The longest river in the world winds for more than 4,000 miles, but it only touches six countries. It starts from Lake Victoria in Uganda and unleashes – seemingly upwards – through Burundi and Ethiopia, South Sudan and Sudan, into its most-associated Egypt. It’s internally counterintuitive, this force that rages up the paper map. This massive ribbon of water is what sustained ancient Egyptians, while they brought history eyeliner and calendars, toothpaste and the written language. It’s lived so long in textbooks. It’s been everyone’s class project at some point and a hero of National Geographic coverage for decades. Seeing it firsthand is strange and intense.
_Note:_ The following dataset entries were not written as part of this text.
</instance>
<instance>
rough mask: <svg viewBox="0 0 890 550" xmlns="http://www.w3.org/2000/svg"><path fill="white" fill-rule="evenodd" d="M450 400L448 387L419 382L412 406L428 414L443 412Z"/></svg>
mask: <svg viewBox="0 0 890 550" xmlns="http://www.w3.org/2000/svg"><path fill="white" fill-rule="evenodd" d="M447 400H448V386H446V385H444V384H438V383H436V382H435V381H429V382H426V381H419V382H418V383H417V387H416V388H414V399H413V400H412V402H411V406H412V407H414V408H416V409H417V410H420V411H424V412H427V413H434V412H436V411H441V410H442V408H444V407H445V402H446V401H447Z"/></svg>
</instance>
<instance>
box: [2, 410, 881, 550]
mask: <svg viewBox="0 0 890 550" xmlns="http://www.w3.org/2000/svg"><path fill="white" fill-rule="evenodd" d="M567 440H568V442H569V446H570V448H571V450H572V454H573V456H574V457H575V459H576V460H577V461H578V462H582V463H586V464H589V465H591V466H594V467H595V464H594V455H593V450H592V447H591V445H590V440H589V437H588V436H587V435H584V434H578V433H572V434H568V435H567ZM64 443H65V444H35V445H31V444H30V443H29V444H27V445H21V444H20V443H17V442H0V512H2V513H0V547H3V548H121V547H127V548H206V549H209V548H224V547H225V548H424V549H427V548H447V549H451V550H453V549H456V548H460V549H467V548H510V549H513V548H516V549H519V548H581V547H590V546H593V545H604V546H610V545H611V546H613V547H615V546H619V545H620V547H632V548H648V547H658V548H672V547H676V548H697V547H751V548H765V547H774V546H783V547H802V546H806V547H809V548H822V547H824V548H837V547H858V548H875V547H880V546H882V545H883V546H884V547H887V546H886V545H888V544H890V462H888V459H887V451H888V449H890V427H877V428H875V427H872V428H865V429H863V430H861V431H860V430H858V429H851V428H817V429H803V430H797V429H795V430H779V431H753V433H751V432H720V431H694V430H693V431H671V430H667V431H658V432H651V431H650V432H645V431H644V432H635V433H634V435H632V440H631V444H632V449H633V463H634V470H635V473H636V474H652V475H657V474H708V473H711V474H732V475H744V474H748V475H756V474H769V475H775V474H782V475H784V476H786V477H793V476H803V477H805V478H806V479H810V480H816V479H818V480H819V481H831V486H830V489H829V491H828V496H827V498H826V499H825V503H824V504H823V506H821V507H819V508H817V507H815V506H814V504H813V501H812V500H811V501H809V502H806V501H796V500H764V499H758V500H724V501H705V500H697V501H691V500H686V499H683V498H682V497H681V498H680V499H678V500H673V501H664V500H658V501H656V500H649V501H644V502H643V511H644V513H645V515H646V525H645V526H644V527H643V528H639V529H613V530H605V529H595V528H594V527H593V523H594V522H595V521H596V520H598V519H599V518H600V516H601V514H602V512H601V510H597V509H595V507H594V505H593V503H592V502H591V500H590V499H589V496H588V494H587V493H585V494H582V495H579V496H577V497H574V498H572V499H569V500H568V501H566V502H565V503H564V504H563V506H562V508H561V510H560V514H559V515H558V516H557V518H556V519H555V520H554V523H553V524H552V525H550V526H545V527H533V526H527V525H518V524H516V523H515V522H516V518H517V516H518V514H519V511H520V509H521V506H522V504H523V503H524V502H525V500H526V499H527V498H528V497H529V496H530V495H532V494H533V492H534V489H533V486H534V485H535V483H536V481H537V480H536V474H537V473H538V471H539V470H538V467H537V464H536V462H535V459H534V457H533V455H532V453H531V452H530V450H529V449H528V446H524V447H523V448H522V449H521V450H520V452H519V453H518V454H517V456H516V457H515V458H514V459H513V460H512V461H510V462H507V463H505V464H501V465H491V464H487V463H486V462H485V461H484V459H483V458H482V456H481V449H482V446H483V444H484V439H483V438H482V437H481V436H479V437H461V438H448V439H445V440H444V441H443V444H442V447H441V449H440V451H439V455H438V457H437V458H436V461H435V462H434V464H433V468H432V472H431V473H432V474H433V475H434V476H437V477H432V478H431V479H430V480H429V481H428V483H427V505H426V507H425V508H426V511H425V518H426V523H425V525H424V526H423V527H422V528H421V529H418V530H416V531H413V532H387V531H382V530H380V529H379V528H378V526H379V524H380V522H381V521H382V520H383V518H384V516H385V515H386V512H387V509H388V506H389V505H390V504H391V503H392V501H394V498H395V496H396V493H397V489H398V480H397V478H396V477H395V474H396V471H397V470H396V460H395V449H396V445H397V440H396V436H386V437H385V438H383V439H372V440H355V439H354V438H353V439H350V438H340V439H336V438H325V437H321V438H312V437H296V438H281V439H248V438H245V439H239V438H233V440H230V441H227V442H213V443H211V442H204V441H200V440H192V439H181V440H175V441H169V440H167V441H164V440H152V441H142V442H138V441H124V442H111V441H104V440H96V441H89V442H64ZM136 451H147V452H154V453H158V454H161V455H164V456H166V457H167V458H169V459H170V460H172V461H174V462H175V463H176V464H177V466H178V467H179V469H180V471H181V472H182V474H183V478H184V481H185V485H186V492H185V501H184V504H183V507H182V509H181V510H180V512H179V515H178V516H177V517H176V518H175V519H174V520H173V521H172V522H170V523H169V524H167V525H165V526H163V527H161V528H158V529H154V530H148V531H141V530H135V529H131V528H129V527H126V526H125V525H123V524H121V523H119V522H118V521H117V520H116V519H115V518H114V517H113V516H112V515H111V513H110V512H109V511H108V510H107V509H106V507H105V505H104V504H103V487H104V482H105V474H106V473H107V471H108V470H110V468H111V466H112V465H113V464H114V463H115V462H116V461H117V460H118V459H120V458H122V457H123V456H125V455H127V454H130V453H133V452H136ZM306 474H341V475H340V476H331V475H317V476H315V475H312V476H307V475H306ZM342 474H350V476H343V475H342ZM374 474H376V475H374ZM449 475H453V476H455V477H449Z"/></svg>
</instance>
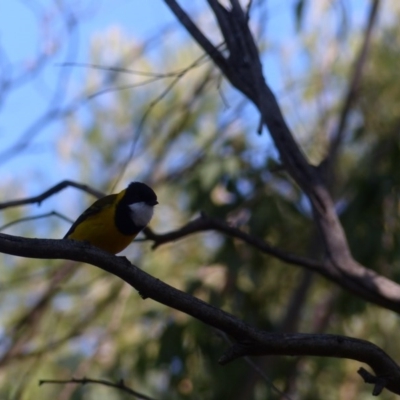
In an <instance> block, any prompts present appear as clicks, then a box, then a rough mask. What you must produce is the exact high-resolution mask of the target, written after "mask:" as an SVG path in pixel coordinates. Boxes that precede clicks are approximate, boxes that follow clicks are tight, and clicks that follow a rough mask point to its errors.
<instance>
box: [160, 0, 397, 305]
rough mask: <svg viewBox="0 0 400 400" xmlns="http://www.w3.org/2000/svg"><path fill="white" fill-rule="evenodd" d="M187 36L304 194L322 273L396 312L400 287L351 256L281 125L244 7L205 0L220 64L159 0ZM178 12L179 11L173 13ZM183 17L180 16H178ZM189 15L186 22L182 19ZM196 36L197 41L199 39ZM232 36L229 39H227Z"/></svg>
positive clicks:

Murchison Falls National Park is named for the river’s roughest patch in Uganda. The waterfall boasts a 140-foot release of water that hammers down a 20-foot gap, sending 11,000 feet of water over the edge every single second.
“Look, you guys. It’s The Nile!”
A river safari here will show you an incredible array of wildlife from a small pontoon boat. You have moments where you are much closer to these magnificent animals then you could be on land.
Annnnd … moments when you are definitely too close.
Sometimes, we nearly earn our own Darwin Awards.
Someday, when I’m 90, I’ll lean out of my wheelchair the way I leaned over the bow of that pontoon boat … and I’ll whisper to the deaf lady next to me, “I once saw a crocodile with a spotted tongue on the banks of the Nile. The Nile. Oh, the Nile.”